Early on, he agreed that I should have my own agenda, much of which I spoke about during the campaign: Early childhood services, access to capital for women-owned business, and working to provide affordable insurance for more New Mexicans.
In the transition he helped me secure a budget to have the resources and staff to do the work. This helped establish the role of lieutenant governor as an office that was engaged, responsive and not just procedural in nature.

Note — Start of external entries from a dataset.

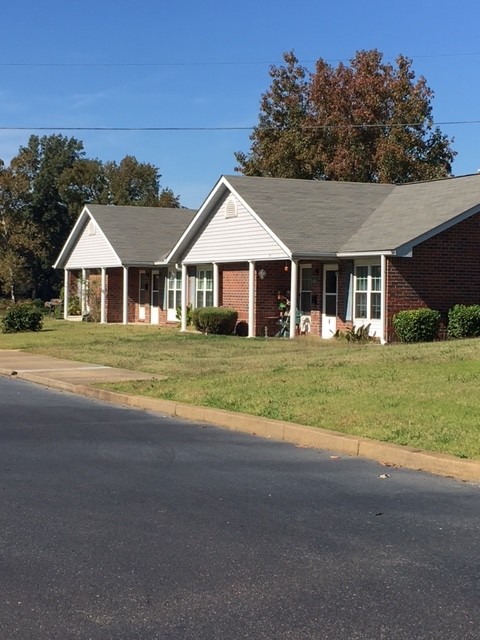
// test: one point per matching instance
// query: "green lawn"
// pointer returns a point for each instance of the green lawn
(426, 396)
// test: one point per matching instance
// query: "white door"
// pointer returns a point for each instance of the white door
(143, 296)
(174, 294)
(330, 294)
(155, 302)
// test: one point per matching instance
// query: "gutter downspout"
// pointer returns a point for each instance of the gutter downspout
(251, 299)
(383, 304)
(183, 298)
(293, 299)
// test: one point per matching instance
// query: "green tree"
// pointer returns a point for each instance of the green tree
(20, 240)
(83, 183)
(169, 199)
(42, 163)
(281, 144)
(365, 122)
(132, 183)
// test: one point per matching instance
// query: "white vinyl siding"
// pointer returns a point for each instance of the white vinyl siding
(234, 239)
(92, 251)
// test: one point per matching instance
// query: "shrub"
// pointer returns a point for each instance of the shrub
(22, 317)
(356, 334)
(463, 321)
(189, 315)
(218, 320)
(417, 325)
(74, 306)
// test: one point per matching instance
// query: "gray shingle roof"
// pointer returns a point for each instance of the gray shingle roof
(141, 235)
(321, 218)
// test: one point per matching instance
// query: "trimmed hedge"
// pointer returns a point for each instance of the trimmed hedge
(22, 317)
(463, 321)
(417, 325)
(217, 320)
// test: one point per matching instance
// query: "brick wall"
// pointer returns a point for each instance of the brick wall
(442, 271)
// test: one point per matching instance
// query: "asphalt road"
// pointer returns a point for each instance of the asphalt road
(117, 524)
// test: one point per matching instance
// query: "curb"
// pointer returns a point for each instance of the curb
(300, 435)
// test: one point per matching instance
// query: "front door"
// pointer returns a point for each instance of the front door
(174, 294)
(143, 297)
(155, 303)
(330, 294)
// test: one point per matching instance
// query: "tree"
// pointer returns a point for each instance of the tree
(83, 183)
(281, 143)
(41, 194)
(19, 237)
(366, 122)
(132, 183)
(169, 199)
(41, 163)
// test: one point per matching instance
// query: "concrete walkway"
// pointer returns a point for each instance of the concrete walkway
(79, 377)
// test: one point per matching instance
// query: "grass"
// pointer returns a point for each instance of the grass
(425, 395)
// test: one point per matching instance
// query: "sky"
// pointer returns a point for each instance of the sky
(85, 68)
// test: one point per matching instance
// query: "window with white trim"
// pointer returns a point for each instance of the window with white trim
(306, 287)
(204, 286)
(368, 292)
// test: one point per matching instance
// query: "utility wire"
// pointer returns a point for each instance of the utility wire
(249, 128)
(217, 63)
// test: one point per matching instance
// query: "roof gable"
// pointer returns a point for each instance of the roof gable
(136, 235)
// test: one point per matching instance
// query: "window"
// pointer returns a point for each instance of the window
(204, 296)
(368, 292)
(143, 288)
(306, 285)
(174, 289)
(231, 209)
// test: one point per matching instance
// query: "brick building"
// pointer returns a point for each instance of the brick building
(341, 254)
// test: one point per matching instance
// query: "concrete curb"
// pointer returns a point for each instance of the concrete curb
(300, 435)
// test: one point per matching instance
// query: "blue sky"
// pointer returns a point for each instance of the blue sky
(204, 63)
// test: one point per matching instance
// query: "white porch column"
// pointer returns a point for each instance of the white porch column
(216, 285)
(383, 299)
(251, 299)
(293, 298)
(183, 298)
(83, 289)
(66, 293)
(103, 297)
(125, 295)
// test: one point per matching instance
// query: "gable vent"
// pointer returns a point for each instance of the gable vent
(231, 209)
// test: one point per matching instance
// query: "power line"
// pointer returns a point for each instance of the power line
(216, 63)
(237, 128)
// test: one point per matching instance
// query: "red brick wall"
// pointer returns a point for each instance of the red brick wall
(233, 293)
(442, 271)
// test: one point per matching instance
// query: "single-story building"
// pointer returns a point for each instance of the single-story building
(113, 257)
(343, 254)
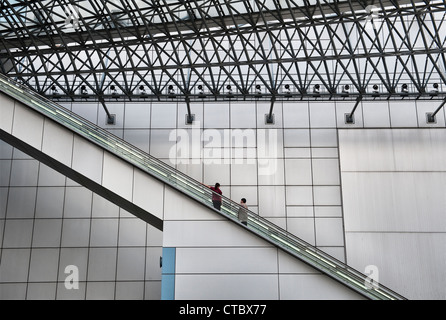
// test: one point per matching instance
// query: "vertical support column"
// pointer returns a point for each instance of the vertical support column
(168, 274)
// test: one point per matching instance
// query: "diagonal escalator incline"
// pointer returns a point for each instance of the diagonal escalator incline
(298, 248)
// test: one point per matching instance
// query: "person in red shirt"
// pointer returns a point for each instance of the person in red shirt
(216, 195)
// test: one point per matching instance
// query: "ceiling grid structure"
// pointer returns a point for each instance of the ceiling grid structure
(164, 50)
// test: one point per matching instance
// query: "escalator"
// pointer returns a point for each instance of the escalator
(29, 121)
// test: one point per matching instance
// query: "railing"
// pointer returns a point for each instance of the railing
(196, 190)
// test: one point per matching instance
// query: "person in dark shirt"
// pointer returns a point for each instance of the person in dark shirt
(242, 212)
(216, 195)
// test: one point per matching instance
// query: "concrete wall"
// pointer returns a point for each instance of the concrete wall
(394, 186)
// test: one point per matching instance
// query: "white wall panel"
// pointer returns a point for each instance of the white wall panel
(28, 126)
(244, 174)
(137, 116)
(77, 203)
(403, 114)
(226, 260)
(102, 264)
(24, 173)
(21, 202)
(376, 114)
(302, 228)
(104, 232)
(298, 172)
(322, 115)
(49, 177)
(329, 231)
(18, 233)
(313, 287)
(148, 193)
(208, 234)
(271, 172)
(87, 111)
(179, 207)
(326, 172)
(87, 159)
(46, 233)
(43, 265)
(295, 115)
(216, 115)
(57, 143)
(271, 201)
(296, 138)
(327, 195)
(230, 287)
(162, 142)
(72, 257)
(412, 264)
(5, 172)
(15, 263)
(117, 176)
(322, 138)
(164, 115)
(76, 233)
(243, 115)
(140, 138)
(130, 264)
(299, 195)
(132, 232)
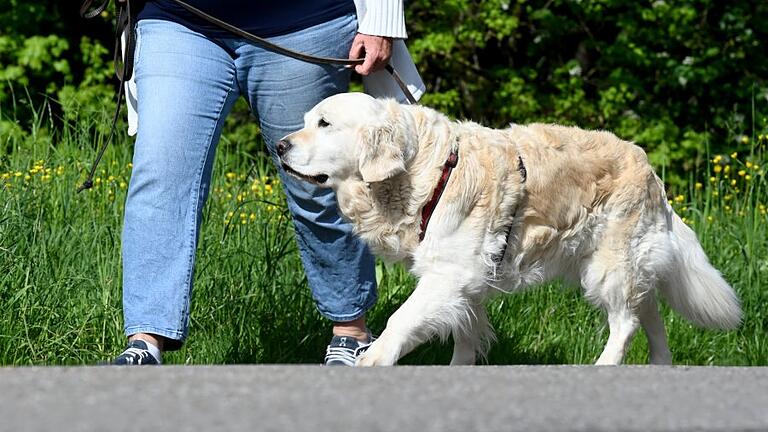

In visiting with other women in the administration I heard comparable stories. We began our administration with 10 women cabinet secretaries and grew that number in the second term. We had the first woman secretary of the Department of Transportation, Rhonda Faught. When the Public Education Department was established, the governor chose a seasoned teacher and school administrator, Veronica Garcia. Joanna Prukop, a Republican and longtime Game and Fish employee, was secretary of Energy, Minerals and Natural Resources.
At the same time, he supported policy changes that impacted women in every corner of New Mexico:
· Establishing voluntary four-year-old pre-K in 2007 was a game changer for women in the workforce and their children.
· Securing a slight change to the Small Business Investment Corporation Act allowed for more access to capital for small businesses. At the time, women-owned businesses were one of the fastest growing segments of the state’s economy.
· Groundbreaking healthcare legislation was passed creating premium assistance programs for pregnant women who didn’t qualify for Medicaid and couldn’t afford health insurance. Data consistently show it provides for healthier mothers and babies.
We became a model state for gender-sensitive policies for women in incarceration, allowing for rehabilitation. At the same time, he established a statewide system addressing how children are cared for when parents are arrested, impacting many single women.
Gov. Richardson was a believer in fairness and equity, and it showed in his work for and with women. Every woman I spoke with from his campaign, Congressional team, governor’s office, and his U.N. team agreed. He hired women, paid them fairly, listened to our views, gave us what we needed to be successful, trusted us to do our jobs and had our backs. And he expanded our horizons.
I am grateful to have served with Gov. Richardson. If not for him, the successful work of improving the lives of women and children in New Mexico might never have happened.